Alabama congressional members sent a letter to CMS Administrator Seema Verma on Friday to support the HHS' Office of Inspector General's recommendation to overhaul the wage index, something lawmakers say has jeopardized the state's rural hospitals.
The letter, which was signed by U.S. Senators Richard Shelby (D-Ala.) and Doug Jones (D-Ala.) along with U.S. Representatives Robert Aderholt (R-Ala), Mike Rogers, (R-Ala.), Mo Brooks (R-Ala.), Martha Roby (R-Ala.), Terri Sewell (D-Ala.), Bradley Byrne (R-Ala.) and Gary Palmer (R-Ala.), said that the wage index "is a fundamentally flawed and administratively burdensome system" that is negatively impacting the Alabama healthcare system.
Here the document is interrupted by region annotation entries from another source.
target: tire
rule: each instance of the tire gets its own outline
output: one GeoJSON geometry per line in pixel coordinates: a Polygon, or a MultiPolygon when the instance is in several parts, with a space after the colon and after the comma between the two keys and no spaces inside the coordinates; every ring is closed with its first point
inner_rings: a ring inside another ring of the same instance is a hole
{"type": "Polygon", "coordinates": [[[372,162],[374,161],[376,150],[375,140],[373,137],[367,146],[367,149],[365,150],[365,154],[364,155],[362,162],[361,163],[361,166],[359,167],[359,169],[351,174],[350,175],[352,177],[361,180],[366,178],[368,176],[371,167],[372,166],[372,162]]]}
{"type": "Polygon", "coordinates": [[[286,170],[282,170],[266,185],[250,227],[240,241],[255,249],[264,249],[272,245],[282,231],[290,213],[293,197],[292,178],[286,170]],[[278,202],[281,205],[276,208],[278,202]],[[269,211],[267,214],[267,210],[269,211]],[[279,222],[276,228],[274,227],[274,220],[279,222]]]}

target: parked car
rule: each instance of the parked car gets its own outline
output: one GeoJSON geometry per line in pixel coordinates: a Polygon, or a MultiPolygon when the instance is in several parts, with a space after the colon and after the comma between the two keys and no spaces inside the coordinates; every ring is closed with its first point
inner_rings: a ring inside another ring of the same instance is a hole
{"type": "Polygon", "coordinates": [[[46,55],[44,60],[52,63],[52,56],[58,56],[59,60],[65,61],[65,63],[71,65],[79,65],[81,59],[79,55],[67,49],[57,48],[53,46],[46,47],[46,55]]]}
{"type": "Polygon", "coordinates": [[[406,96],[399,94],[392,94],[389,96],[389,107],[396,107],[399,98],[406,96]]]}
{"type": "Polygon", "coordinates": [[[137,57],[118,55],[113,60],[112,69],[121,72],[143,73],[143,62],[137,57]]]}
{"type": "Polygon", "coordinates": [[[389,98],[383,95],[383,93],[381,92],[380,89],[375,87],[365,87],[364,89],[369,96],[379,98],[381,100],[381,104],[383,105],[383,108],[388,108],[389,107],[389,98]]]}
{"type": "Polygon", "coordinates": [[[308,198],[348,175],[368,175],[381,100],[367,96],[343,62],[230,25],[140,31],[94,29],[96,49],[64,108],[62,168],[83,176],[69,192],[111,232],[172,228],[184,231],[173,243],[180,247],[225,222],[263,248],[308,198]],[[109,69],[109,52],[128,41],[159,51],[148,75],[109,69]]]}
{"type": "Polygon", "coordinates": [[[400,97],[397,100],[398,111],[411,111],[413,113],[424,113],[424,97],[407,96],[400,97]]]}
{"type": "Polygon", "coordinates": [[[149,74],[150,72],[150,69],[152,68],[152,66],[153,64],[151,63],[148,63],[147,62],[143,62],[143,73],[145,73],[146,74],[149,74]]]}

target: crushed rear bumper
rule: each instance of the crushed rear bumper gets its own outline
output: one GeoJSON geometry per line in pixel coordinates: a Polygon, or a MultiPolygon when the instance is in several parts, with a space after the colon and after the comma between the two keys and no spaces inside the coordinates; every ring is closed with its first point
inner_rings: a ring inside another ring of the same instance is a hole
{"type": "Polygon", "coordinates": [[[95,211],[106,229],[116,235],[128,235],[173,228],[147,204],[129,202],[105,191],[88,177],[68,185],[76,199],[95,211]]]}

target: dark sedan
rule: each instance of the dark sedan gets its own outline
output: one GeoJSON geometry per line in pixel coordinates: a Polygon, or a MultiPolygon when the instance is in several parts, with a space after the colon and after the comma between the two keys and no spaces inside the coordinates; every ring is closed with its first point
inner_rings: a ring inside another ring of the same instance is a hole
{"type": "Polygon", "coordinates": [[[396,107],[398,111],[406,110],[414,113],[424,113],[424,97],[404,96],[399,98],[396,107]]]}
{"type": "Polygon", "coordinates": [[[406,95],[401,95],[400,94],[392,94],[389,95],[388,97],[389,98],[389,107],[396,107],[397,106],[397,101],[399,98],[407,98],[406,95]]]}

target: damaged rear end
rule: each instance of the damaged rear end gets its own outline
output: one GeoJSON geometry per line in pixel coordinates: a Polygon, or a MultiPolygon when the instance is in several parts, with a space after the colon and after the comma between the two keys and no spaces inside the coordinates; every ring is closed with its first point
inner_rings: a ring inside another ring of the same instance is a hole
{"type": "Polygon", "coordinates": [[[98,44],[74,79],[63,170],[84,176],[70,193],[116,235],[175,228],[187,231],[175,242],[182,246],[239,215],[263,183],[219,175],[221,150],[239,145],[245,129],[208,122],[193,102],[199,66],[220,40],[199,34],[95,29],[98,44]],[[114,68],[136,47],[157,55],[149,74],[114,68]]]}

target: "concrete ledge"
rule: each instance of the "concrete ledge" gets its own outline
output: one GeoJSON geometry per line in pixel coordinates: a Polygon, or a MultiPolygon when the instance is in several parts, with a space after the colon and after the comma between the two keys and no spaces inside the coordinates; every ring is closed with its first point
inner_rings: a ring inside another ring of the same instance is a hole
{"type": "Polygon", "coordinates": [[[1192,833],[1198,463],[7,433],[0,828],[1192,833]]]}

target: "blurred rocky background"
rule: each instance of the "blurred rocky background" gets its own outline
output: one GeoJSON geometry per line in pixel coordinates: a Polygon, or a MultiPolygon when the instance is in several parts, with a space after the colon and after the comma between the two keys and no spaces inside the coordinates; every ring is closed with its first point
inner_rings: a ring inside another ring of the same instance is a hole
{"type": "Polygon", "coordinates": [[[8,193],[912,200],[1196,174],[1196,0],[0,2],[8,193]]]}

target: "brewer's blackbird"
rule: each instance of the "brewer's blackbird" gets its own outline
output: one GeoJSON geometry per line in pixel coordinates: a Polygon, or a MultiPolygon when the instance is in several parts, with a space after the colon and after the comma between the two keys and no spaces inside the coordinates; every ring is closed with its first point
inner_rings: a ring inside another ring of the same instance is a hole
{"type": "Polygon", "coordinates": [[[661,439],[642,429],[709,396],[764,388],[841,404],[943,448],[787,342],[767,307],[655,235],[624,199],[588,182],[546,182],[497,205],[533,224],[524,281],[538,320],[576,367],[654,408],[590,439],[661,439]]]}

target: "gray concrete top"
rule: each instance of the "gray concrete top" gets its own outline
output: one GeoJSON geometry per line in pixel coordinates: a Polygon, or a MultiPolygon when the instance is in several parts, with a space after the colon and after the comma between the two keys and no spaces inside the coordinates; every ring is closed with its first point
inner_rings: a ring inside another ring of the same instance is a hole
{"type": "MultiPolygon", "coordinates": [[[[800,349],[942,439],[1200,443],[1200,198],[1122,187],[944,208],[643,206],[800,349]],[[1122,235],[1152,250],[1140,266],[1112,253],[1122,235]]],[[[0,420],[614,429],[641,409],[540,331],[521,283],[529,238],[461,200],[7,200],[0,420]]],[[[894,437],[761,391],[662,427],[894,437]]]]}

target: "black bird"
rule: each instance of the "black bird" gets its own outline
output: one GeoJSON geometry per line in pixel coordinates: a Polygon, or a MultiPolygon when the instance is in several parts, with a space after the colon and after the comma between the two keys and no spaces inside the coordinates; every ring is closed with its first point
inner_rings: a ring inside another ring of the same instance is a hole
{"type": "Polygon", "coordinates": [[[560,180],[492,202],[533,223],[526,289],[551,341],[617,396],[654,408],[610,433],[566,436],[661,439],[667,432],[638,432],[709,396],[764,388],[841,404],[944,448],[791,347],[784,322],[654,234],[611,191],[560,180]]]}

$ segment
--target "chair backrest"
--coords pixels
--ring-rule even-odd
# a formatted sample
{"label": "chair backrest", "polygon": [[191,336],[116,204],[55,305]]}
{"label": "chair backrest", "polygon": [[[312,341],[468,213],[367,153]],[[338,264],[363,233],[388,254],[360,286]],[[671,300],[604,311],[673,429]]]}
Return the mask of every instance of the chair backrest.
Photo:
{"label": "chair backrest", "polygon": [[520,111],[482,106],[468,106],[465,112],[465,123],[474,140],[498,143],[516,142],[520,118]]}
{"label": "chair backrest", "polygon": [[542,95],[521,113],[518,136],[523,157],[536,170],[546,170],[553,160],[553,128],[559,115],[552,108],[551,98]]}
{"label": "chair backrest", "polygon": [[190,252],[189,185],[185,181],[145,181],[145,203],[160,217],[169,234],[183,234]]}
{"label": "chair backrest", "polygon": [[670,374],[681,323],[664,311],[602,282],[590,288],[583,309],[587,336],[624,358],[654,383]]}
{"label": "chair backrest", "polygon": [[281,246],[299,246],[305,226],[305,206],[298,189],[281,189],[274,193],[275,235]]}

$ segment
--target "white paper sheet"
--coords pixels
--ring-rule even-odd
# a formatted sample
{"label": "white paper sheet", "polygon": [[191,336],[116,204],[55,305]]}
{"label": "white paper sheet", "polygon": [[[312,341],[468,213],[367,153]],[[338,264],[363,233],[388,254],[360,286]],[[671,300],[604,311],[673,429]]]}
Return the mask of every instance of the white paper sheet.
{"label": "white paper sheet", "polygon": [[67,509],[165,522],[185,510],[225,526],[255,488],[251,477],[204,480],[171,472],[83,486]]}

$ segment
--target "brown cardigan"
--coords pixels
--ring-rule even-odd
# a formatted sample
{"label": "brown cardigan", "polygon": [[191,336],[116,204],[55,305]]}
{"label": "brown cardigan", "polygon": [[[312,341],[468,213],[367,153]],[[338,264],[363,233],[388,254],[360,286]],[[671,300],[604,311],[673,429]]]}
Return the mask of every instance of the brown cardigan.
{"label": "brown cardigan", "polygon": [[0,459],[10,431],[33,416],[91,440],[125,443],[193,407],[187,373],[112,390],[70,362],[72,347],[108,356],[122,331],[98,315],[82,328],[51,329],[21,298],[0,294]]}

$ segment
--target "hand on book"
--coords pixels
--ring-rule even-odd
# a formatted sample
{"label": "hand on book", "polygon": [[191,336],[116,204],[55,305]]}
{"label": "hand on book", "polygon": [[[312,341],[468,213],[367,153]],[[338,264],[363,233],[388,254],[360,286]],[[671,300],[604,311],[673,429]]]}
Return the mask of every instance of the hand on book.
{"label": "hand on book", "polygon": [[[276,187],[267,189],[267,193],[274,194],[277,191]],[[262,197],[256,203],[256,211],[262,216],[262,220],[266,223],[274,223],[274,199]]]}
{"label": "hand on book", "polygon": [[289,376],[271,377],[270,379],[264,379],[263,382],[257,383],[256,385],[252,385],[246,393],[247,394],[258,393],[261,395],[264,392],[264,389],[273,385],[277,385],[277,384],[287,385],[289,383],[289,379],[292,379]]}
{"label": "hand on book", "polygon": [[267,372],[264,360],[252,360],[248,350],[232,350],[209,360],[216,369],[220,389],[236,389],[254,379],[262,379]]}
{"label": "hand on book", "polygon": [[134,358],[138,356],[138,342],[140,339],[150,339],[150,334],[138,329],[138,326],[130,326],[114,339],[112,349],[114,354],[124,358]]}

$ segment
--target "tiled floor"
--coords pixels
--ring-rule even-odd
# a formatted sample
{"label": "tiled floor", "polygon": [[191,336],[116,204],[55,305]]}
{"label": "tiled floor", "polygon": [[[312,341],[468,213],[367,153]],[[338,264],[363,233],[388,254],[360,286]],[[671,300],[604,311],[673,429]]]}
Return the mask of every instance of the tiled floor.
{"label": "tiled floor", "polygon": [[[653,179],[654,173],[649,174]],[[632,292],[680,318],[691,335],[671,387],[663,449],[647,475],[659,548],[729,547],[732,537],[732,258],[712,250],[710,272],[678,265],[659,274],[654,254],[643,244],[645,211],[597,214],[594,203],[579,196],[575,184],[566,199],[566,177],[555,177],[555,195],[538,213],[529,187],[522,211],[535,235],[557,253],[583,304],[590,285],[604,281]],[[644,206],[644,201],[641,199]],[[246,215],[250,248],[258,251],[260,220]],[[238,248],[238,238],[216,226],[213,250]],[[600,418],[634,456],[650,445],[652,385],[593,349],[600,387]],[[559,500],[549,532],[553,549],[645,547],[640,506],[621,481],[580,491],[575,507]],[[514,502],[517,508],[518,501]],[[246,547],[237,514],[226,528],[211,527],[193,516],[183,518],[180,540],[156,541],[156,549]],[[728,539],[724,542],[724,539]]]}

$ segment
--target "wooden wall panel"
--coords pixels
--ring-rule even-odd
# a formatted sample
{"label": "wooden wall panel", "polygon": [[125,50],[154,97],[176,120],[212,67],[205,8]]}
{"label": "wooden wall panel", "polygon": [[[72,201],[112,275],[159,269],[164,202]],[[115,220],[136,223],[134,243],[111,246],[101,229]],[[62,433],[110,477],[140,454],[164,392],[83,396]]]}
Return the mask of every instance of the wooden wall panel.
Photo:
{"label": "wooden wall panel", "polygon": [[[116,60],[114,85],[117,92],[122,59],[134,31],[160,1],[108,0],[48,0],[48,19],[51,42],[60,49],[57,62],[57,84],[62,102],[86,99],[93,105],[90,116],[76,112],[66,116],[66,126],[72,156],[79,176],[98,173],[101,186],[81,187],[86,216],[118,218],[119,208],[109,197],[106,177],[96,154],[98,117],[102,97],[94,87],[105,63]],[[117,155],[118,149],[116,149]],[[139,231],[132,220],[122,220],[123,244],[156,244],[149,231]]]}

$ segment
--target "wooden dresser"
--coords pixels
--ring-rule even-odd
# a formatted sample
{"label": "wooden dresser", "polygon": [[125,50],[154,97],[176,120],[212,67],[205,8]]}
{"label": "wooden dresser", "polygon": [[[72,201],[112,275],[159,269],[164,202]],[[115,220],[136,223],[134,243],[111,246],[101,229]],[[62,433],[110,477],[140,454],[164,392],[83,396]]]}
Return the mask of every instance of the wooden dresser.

Legislators asked Verma to revamp the index as the CMS finalizes the proposed Inpatient Prospective Payment System rule in fiscal year 2020.
"Most recently, Georgiana Medical Center in Georgiana, Alabama, announced its plans to close, making it the thirteenth hospital in our state to close since 2011," the letter reads. "If left unaddressed, many more hospitals in Alabama could follow suit, and the wage index will continue to be a major contributor."
The index pulls wage, associated hour and wage-related cost data from hospitals' Medicare cost reports to set payments to hospitals. It also factors in the cost of living as it sets market-based payments, which means a larger hospital would impact an area's wage index more than a smaller facility.
That framework is flawed, resulting in at least $140.5 million in overpayments to 272 hospitals from 2014 to 2017, the OIG found.
Modern Healthcare examined the state of rural healthcare and Alabama's struggle to keep its rural hospitals open. Many are overleveraged as they face lower occupancy levels and higher operating costs.
The CMS lacks the authority to penalize hospitals that submit inaccurate wage data and Medicare administrative contractors' limited reviews don't always catch incorrect data, the report revealed. The wage index's rural floor and hold-harmless provisions decrease the tool's accuracy, the agency said.
Although the system is budget-neutral, which means that Medicare isn't overspending, some hospitals incorrectly receive too much money while others collect too little. Notably, that $140.5 million sum only reflects the findings of the agency's last five reports.
Alabama has been acutely impacted, Danne Howard, chief policy officer at the Alabama Hospital Association, told Modern Healthcare in November. The median rural hospital in Alabama operated at a negative 12.2% margin in 2016 and 88% were losing money. The wage index and number of uninsured in the state, which didn't expand Medicaid, are the two biggest contributing factors, she said.
Without comprehensive reform, which is the OIG's top suggestion, Alabama residents will lose access to care, Howard said.
"It will cause more closures, some of which are imminent," she said. "It's probably the most fragile of situations I have seen in my 23 years at the association."